Uganda Elections 2016: Opposition leader Kizza Besigye's arrest charges are 'sham' claims his party
Uganda opposition leader Dr Kizza Besigye was allegedly 'arrested for trespassing on a military installation', according to his political party, which claims the alleged charges against the politician are a sham.
According to reports, Besigye and a number of his Forum for Democratic Change (FDC) supporters had earlier claimed they had exposed a house in Naguru, Kampala, as a vote-rigging centre, according to Kampala-based Al Jazeera correspondent Malcolm Webb.
Allegedly, when Besigye and his team knocked on the gate of the compound, the house's occupants ran out the block, but were stopped and found carrying police guns. Police arrested him after apparently refusing to open the gate to the alleged vote rigging centre. Later in the evening, however, his political party confirmed the Besigye had been 'driven home' to Kasangati while authorities said the politician had been 'released without charges'.
Police spokesman Patrick Onyanga told local media police were filing a case against Besigye 'on criminal trespass', adding that the facility that Besigye suspected to be a rigging site "was a police communication centre".
Criminal trespass charges 'an excuse'
While the FDC asked not to reveal the source who confirmed Besigye had initially been arrested 'for trespassing a military installation, an FDC official exclusively told IBTimes UK the party would reject the charges. "It's basically the same as telling him he has trespassed a diplomatic house, but we all know that was a vote-rigging centre. It's just a blanket of an excuse," Thomas Ddumba, told IBTimes UK from Kampala.

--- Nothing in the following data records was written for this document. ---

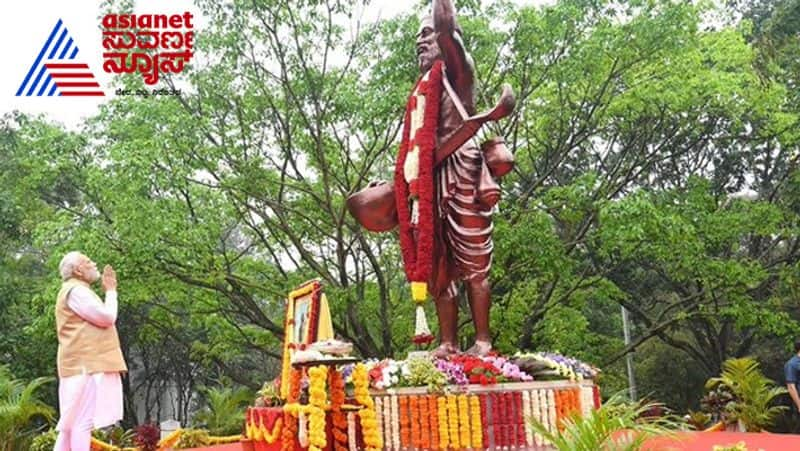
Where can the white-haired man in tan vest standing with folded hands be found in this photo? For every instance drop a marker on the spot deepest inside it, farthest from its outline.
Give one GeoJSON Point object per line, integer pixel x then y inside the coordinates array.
{"type": "Point", "coordinates": [89, 356]}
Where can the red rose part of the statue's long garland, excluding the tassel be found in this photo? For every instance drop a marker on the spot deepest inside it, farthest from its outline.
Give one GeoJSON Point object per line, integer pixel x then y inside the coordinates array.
{"type": "Point", "coordinates": [418, 256]}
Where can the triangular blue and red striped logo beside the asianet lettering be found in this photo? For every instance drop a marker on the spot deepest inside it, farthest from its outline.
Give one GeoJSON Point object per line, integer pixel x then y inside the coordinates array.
{"type": "Point", "coordinates": [56, 72]}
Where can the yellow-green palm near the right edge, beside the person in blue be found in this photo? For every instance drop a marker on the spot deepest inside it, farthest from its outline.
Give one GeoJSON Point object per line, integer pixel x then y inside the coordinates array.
{"type": "Point", "coordinates": [754, 394]}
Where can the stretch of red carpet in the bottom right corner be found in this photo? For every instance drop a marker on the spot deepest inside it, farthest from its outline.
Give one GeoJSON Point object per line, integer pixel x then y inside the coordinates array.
{"type": "Point", "coordinates": [705, 441]}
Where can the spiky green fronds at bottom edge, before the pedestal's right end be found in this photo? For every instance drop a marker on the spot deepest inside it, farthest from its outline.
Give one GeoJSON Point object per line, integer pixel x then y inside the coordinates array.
{"type": "Point", "coordinates": [617, 425]}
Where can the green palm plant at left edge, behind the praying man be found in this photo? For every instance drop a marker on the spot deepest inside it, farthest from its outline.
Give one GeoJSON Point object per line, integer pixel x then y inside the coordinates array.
{"type": "Point", "coordinates": [21, 410]}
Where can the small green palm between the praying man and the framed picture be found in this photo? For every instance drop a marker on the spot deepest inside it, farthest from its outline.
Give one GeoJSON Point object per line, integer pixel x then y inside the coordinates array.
{"type": "Point", "coordinates": [223, 413]}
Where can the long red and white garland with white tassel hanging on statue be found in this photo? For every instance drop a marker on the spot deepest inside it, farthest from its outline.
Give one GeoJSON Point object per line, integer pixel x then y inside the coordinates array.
{"type": "Point", "coordinates": [414, 185]}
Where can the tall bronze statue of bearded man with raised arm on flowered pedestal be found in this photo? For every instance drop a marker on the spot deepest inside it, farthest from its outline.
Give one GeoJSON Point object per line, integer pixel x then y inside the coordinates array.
{"type": "Point", "coordinates": [464, 189]}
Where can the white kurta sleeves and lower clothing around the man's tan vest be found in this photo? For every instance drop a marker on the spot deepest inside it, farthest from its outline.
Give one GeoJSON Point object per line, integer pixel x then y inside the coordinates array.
{"type": "Point", "coordinates": [88, 401]}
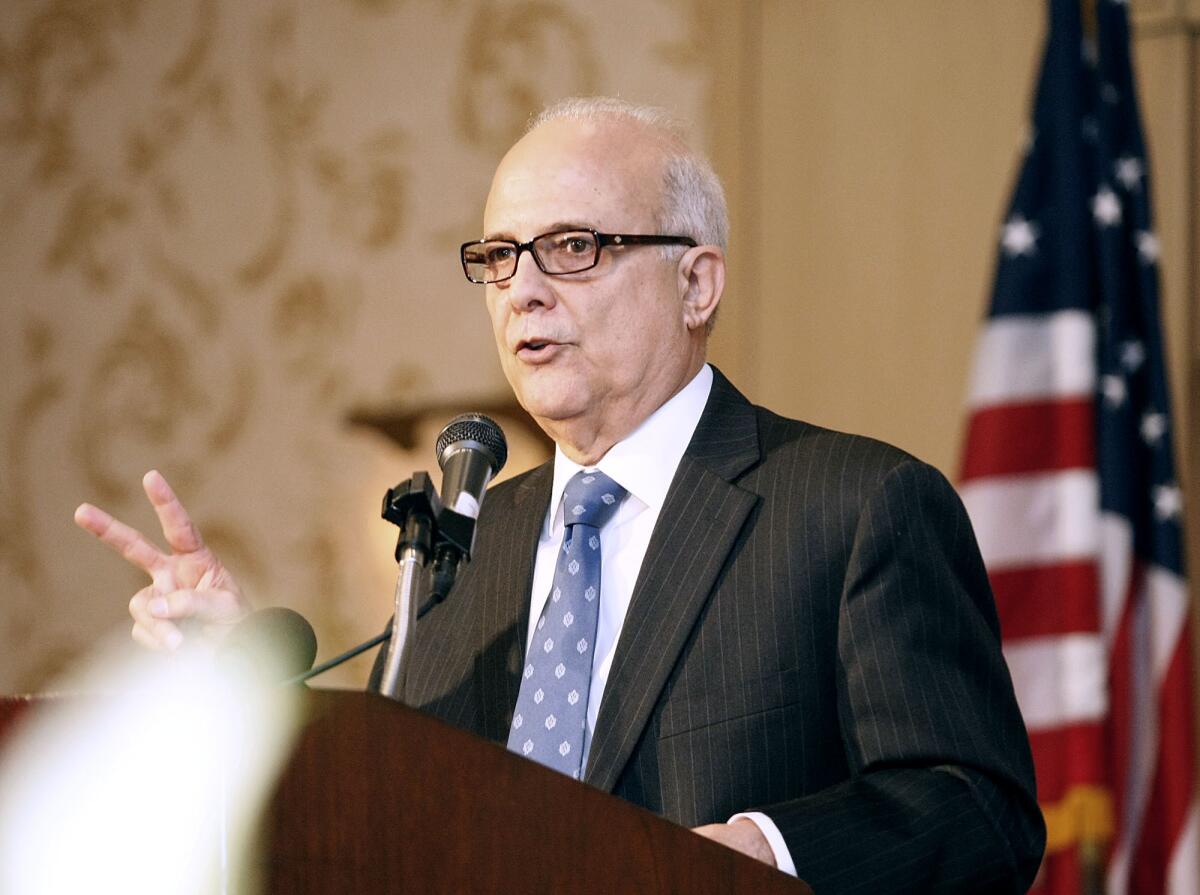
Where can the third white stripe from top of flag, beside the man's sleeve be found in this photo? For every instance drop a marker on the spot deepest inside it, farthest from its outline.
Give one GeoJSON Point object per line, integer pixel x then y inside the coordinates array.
{"type": "Point", "coordinates": [1059, 681]}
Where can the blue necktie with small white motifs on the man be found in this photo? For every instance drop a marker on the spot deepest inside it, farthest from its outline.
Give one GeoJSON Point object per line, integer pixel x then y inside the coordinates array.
{"type": "Point", "coordinates": [553, 707]}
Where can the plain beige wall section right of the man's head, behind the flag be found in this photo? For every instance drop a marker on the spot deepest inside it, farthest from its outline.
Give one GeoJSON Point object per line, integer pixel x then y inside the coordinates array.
{"type": "Point", "coordinates": [886, 141]}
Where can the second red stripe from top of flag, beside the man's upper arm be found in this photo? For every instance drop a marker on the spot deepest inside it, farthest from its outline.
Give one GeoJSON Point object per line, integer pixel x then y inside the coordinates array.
{"type": "Point", "coordinates": [1046, 600]}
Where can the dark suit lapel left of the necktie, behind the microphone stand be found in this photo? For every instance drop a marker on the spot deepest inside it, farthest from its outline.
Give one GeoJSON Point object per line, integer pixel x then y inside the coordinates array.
{"type": "Point", "coordinates": [506, 596]}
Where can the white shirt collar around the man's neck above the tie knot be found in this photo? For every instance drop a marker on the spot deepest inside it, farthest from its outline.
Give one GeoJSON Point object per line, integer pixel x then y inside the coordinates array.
{"type": "Point", "coordinates": [646, 461]}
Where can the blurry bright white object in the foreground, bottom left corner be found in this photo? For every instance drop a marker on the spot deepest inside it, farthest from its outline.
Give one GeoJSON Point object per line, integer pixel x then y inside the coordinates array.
{"type": "Point", "coordinates": [152, 783]}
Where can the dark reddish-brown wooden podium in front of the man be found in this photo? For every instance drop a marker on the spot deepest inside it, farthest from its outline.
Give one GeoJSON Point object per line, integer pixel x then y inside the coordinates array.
{"type": "Point", "coordinates": [380, 798]}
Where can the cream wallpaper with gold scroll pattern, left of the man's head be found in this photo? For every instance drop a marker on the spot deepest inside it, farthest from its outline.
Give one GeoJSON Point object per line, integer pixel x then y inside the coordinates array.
{"type": "Point", "coordinates": [229, 225]}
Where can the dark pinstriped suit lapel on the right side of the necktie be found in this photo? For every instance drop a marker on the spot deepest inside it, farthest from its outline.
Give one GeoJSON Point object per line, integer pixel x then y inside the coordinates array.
{"type": "Point", "coordinates": [700, 524]}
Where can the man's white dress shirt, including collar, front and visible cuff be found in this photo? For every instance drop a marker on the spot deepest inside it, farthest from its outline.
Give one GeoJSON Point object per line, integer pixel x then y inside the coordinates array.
{"type": "Point", "coordinates": [644, 465]}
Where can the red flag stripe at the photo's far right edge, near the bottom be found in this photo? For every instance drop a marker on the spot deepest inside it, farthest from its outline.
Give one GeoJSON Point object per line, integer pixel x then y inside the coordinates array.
{"type": "Point", "coordinates": [1172, 792]}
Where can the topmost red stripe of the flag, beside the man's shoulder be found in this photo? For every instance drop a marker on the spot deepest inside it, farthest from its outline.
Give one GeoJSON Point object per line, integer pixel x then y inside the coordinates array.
{"type": "Point", "coordinates": [1043, 436]}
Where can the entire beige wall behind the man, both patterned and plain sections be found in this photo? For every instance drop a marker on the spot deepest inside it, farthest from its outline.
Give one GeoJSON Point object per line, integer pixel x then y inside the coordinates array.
{"type": "Point", "coordinates": [227, 226]}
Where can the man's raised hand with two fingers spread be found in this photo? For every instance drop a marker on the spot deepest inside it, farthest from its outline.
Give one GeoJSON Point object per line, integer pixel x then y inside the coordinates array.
{"type": "Point", "coordinates": [190, 584]}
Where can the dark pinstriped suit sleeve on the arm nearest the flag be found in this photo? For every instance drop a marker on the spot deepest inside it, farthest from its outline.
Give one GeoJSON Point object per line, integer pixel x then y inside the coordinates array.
{"type": "Point", "coordinates": [941, 796]}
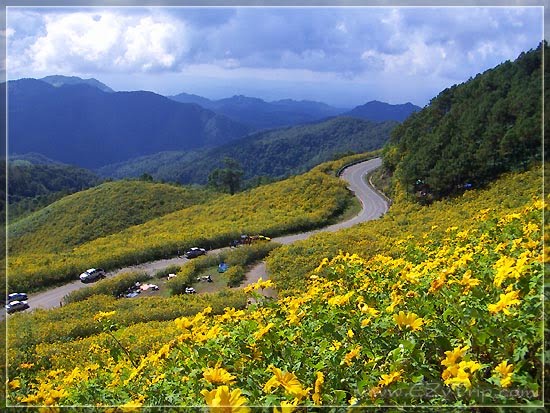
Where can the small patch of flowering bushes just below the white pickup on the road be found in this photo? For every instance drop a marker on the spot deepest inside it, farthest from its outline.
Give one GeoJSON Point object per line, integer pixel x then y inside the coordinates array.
{"type": "Point", "coordinates": [112, 286]}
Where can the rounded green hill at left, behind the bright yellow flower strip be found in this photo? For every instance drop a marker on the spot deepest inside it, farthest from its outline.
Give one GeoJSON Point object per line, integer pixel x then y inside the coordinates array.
{"type": "Point", "coordinates": [97, 212]}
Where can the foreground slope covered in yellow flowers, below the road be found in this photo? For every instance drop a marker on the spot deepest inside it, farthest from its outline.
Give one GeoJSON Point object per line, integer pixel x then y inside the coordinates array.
{"type": "Point", "coordinates": [377, 314]}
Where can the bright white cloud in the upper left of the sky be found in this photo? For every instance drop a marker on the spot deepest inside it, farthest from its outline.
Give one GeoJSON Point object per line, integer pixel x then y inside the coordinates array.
{"type": "Point", "coordinates": [106, 41]}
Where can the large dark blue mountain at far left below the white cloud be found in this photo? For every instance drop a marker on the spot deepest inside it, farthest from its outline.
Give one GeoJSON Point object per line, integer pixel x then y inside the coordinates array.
{"type": "Point", "coordinates": [82, 125]}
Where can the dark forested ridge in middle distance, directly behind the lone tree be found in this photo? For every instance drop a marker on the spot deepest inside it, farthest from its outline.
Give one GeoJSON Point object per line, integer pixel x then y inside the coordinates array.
{"type": "Point", "coordinates": [274, 153]}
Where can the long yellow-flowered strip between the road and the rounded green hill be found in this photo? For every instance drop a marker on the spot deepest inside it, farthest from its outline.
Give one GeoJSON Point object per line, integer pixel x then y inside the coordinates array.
{"type": "Point", "coordinates": [291, 205]}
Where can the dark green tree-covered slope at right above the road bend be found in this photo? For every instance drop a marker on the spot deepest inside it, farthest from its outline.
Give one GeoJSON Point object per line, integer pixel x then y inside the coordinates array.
{"type": "Point", "coordinates": [471, 133]}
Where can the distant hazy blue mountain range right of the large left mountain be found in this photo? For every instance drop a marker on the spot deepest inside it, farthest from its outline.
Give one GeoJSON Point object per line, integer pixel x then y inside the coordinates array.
{"type": "Point", "coordinates": [259, 114]}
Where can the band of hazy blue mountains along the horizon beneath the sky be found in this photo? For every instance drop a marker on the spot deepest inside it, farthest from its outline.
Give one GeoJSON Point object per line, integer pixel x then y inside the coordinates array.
{"type": "Point", "coordinates": [84, 122]}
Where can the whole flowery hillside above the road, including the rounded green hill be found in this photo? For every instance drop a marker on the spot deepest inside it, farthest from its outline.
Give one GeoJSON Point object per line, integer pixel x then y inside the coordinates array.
{"type": "Point", "coordinates": [40, 258]}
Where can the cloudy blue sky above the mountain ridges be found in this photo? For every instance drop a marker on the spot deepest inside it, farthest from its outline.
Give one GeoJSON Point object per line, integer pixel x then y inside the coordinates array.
{"type": "Point", "coordinates": [343, 56]}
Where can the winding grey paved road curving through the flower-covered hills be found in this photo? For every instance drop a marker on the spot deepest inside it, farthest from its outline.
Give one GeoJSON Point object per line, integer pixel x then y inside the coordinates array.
{"type": "Point", "coordinates": [373, 203]}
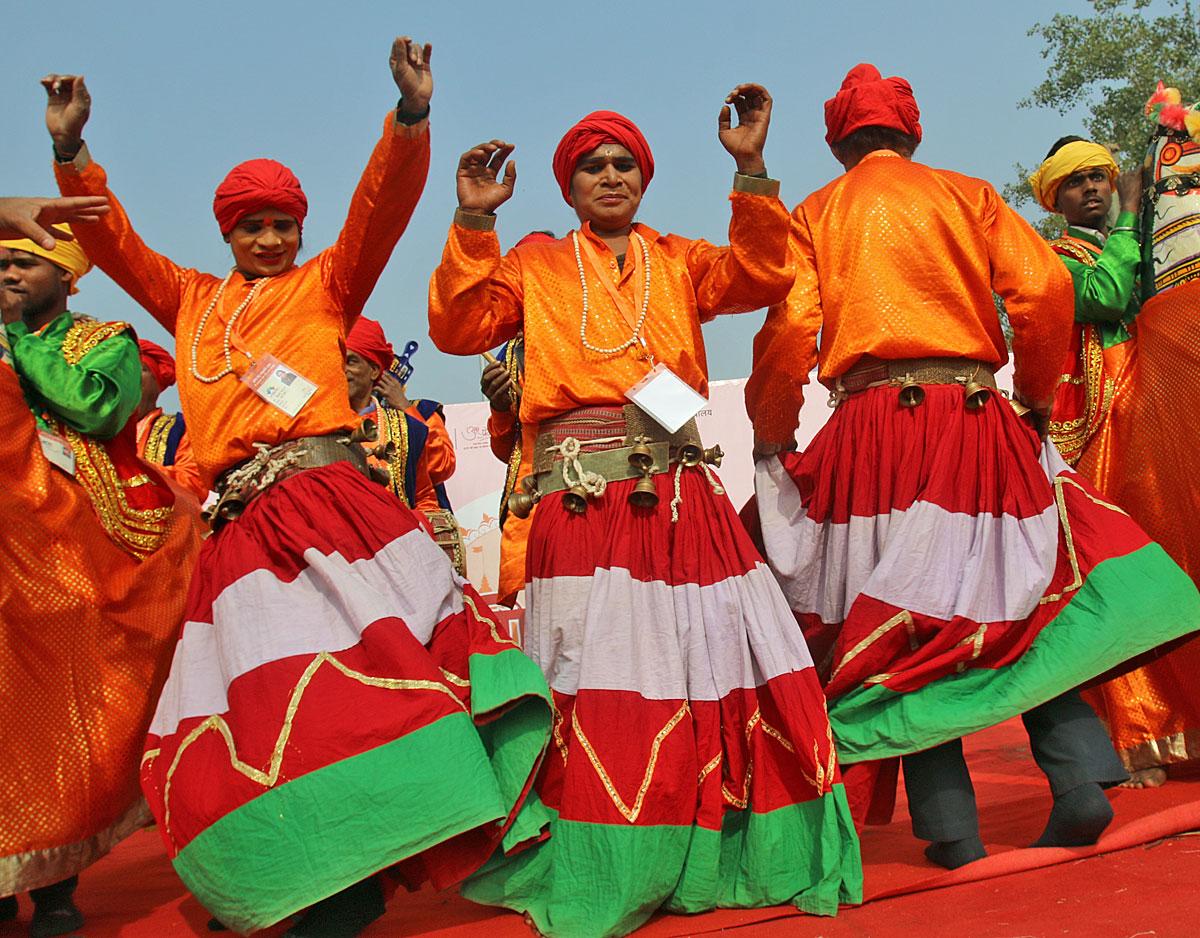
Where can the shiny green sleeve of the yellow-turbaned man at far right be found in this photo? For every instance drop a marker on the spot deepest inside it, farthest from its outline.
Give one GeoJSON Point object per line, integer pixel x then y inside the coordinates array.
{"type": "Point", "coordinates": [1106, 294]}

"Because, if you do trespass military installations, there is a formal charge for that. But, the way the authorities go around that is by getting (driving) him back to his house, so there are no formalities." He added: "Legally, they can't say it that someone has been arrested, and that's why the authorities have said they just picked him up and dropped him at his house."
Widespread allegations of vote rigging
His arrest came as, due to late deliveries of voting materials, Ugandans waited in the unbearable heat to vote in the Ugandan presidential and parliamentary elections amid claims by the main opposition party that the delays were deliberate and in favour of current president Yoweri Museveni (NRM).
The spokesman for Kizza Besigye's party, the Forum for Democratic Change, said the delivery delays were a "deliberate attempt to frustrate" voters in urban areas where Besigye is believed to be very popular, especially Kampala and the neighbouring district of Wakiso. The seven opposition candidates are striving to beat the current president, fearing that violence could affect the vote, with the leading opposition candidates claiming that ballots have been rigged.